Types of Home Loan Insurance in Malaysia


7 Sep 2015
Types of Home Loan Insurance in Malaysia
Home Loan insurance, also known as Mortgage Life Insurance, is a type of insurance that you can buy once you take a housing loan. Basically this insurance will pay the remainder of your housing loan to the bank in the unfortunate case that something happens to you and you are unable to work and earn money. Examples of these are instances of death or total permanent disability.

Housing loans are very long term commitments and therefore there is a need to provide some form of protection for the banks. This also helps to ease the financial burden on your family or loved ones in the case of unfortunate incidences.

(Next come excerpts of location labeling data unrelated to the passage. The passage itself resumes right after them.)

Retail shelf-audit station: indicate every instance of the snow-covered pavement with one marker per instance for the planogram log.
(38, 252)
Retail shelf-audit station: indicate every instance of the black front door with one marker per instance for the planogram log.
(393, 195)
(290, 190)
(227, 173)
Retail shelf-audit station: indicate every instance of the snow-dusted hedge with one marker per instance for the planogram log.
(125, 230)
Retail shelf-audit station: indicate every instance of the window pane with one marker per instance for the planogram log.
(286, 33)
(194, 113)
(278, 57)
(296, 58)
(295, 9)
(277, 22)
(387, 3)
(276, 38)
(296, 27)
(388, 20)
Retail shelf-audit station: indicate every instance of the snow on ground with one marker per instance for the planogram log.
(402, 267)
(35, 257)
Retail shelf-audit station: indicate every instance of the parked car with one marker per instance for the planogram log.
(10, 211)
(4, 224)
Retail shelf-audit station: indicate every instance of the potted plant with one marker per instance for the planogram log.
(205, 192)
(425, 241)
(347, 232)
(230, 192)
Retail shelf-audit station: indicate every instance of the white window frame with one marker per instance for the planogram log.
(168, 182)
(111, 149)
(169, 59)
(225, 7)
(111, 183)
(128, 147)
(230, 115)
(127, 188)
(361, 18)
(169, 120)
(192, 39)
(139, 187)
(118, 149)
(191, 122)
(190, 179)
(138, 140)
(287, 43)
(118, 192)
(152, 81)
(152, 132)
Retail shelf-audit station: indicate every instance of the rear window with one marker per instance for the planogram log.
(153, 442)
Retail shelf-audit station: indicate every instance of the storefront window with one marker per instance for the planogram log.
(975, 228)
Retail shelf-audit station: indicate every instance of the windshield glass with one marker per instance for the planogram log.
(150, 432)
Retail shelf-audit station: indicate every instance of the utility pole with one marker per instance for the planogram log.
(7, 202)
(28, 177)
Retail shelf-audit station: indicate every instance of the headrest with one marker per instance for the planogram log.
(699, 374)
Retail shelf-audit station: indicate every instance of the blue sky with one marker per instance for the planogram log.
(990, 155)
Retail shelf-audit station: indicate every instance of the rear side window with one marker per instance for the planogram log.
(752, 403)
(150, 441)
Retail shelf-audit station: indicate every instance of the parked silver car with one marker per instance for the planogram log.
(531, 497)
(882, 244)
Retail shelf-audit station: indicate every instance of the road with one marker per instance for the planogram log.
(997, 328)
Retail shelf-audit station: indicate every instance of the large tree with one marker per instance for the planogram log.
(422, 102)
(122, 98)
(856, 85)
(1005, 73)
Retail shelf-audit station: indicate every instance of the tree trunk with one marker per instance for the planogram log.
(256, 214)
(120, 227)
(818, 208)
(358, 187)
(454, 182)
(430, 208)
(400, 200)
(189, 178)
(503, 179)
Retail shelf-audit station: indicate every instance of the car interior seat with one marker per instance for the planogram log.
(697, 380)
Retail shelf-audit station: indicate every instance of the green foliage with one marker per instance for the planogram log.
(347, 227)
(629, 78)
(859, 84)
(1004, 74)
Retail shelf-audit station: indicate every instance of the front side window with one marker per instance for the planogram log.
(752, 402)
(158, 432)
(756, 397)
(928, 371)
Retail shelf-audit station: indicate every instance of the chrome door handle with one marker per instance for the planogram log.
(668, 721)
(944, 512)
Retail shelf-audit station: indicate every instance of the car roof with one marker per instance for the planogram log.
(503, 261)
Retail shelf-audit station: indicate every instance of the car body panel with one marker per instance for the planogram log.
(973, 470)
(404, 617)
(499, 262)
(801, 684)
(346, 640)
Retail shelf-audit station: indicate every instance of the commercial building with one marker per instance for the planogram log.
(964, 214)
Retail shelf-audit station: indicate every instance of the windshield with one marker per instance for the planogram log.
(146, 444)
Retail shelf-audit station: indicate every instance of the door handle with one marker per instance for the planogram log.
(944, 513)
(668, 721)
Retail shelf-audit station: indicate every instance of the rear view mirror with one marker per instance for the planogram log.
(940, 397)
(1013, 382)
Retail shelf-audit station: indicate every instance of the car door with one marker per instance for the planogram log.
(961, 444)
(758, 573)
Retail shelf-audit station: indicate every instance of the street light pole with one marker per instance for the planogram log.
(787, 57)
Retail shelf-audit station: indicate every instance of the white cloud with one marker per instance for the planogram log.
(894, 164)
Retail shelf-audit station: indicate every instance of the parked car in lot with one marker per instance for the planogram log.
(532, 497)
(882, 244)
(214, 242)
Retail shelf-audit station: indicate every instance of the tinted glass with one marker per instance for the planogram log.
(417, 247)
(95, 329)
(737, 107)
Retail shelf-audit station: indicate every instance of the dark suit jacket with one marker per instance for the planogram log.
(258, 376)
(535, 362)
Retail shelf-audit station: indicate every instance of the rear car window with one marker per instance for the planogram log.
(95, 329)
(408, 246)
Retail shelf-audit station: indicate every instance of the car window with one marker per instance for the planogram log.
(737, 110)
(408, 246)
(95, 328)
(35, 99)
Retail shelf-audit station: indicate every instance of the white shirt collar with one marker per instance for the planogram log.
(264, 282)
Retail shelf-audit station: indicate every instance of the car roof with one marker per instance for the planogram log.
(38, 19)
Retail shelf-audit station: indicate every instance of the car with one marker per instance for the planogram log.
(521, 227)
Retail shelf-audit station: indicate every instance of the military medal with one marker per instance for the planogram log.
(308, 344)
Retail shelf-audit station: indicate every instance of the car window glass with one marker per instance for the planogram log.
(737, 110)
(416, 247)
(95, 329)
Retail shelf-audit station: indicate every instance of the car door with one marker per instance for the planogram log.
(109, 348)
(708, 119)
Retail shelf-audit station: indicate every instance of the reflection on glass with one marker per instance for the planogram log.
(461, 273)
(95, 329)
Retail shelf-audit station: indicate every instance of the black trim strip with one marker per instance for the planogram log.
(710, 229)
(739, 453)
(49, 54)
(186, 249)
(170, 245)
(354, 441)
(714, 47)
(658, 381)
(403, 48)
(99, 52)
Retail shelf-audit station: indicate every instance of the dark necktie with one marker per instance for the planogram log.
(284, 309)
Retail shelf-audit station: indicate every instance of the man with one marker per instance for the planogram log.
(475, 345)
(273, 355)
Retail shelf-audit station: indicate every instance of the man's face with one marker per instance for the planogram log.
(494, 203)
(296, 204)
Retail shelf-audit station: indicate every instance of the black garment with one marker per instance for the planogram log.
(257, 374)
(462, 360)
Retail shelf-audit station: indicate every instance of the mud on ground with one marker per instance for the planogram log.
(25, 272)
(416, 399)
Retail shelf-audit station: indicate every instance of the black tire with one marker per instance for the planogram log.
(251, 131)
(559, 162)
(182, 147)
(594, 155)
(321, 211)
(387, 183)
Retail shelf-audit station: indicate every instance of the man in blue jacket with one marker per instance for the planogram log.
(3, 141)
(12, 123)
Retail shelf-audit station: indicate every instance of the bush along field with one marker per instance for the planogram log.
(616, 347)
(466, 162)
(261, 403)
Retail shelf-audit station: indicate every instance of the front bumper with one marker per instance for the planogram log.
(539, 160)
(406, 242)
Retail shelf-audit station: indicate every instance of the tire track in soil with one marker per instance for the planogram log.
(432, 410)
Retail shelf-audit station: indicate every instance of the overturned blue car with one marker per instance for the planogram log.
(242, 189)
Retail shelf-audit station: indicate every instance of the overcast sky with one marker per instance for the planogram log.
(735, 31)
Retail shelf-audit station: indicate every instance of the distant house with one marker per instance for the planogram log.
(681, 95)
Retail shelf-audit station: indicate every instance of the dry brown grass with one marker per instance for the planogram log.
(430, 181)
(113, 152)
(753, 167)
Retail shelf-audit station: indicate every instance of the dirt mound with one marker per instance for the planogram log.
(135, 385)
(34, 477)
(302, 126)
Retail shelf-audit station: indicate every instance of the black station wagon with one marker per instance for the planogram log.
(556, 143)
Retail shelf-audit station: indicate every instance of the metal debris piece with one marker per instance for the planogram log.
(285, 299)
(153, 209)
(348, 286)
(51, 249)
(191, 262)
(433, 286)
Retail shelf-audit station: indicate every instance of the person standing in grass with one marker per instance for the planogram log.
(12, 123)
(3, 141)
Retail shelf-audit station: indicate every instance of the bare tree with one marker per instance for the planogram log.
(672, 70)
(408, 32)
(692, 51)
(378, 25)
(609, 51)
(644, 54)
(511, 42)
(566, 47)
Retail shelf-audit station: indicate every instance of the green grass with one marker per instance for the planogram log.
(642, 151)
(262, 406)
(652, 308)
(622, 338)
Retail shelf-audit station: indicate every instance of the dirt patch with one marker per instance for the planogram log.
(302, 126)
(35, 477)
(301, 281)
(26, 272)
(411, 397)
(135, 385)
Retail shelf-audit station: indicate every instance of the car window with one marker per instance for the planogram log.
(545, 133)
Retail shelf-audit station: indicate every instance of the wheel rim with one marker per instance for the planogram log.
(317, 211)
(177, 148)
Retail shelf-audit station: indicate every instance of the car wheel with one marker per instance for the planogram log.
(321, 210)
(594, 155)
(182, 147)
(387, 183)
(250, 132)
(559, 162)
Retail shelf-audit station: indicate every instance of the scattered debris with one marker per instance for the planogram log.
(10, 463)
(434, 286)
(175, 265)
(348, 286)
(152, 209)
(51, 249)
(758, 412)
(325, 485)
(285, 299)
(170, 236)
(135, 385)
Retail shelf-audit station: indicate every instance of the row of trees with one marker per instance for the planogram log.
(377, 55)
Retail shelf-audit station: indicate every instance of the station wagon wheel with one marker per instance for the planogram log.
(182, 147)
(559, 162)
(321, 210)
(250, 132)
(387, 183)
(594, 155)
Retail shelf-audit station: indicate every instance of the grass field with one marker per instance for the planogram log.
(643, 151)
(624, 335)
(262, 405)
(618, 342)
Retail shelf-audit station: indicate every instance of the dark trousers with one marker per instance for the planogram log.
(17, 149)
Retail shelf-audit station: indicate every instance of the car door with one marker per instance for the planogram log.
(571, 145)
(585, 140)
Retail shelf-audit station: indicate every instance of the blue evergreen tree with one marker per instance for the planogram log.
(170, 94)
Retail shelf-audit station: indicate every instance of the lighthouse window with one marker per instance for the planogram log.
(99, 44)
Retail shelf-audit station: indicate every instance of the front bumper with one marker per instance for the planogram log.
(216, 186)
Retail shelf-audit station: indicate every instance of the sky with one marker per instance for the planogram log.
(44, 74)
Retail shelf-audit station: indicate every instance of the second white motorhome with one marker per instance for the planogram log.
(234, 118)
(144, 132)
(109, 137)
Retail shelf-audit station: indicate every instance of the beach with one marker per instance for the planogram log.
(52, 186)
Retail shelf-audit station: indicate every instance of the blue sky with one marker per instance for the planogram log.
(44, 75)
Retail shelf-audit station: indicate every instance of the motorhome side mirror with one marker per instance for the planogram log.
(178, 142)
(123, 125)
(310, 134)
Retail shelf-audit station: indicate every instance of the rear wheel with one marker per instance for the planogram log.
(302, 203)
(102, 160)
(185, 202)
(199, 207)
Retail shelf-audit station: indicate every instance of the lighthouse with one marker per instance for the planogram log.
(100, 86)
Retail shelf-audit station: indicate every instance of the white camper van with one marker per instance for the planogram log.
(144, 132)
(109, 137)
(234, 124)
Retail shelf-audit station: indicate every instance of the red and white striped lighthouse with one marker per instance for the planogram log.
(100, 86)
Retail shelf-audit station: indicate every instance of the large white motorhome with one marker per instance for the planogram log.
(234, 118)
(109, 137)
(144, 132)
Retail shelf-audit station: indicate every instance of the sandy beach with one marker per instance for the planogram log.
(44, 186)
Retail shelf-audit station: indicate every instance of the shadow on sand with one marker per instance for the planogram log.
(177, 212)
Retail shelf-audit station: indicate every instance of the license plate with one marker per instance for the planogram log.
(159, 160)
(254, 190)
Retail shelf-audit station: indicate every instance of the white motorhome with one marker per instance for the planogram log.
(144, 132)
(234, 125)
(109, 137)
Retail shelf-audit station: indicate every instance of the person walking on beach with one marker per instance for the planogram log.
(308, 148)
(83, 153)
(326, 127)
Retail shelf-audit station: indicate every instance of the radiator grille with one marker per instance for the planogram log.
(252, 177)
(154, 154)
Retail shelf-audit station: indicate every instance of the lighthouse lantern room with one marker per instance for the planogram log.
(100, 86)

There are currently two types of Mortgage Life Insurance available to home buyers, the first is called Mortgage Reducing Term Assurance (MRTA) or Mortgage Decreasing Term Assurance (MDTA) . It has the following features:

1. The amount insured decreases as time goes along.
2. MRTA is paid in one lump sum at the beginning when you take a home loan.
3. It is then incorporated together into the monthly home loan repayment
4. If you successfully pay your home loan, the amount insured becomes zero and the insurance ceases to exist.
5. MRTAs are non-transferrable
6. It charges a low premium
7. In the case of a claim, the insurer will pay the bank whatever is left on your housing loan and you or your inheritors will get full home ownership.

The second type of insurance is known as the Mortgage Level Term Assurance (MLTA) which is basically the same as an MRTA/MDTA but has an added advantage of being also a savings scheme. It incorporates elements of savings and premium returns. In essence, here are the features of an MLTA:

1. Apart from just basic protection, there is cash returns.
2. It is transferrable
3. Premiums are higher than MRTA/MDTA
4. Premiums to be paid periodically, every month or every half a year
5. Beneficiary is the bank and your family/inheritors
6. The amount insured is a fixed value and not dependant on time
7. Usually premiums paid separately from loan repayment
8. In the event of a claim, insurance company will pay the loan balance and your next-of-kin will inherit the house plus some cash savings.

The amount of insurance premiums you need to pay for both of the insurance depends on factors like your age, whether you have illnesses, loan amount, loan repayment period and others. Put simply, you buy the MRTA if you only need basic coverage and have other insurance programmes like health insurance or life insurance

However, if you want extra returns for your inheritors, consider the MLTA as it gives extra cash to your family, especially if something happens when your spouse is not working or your children are still young.

In any case, being covered by insurance is extremely important so that you don’t leave behind a mountain of debts for your loved ones.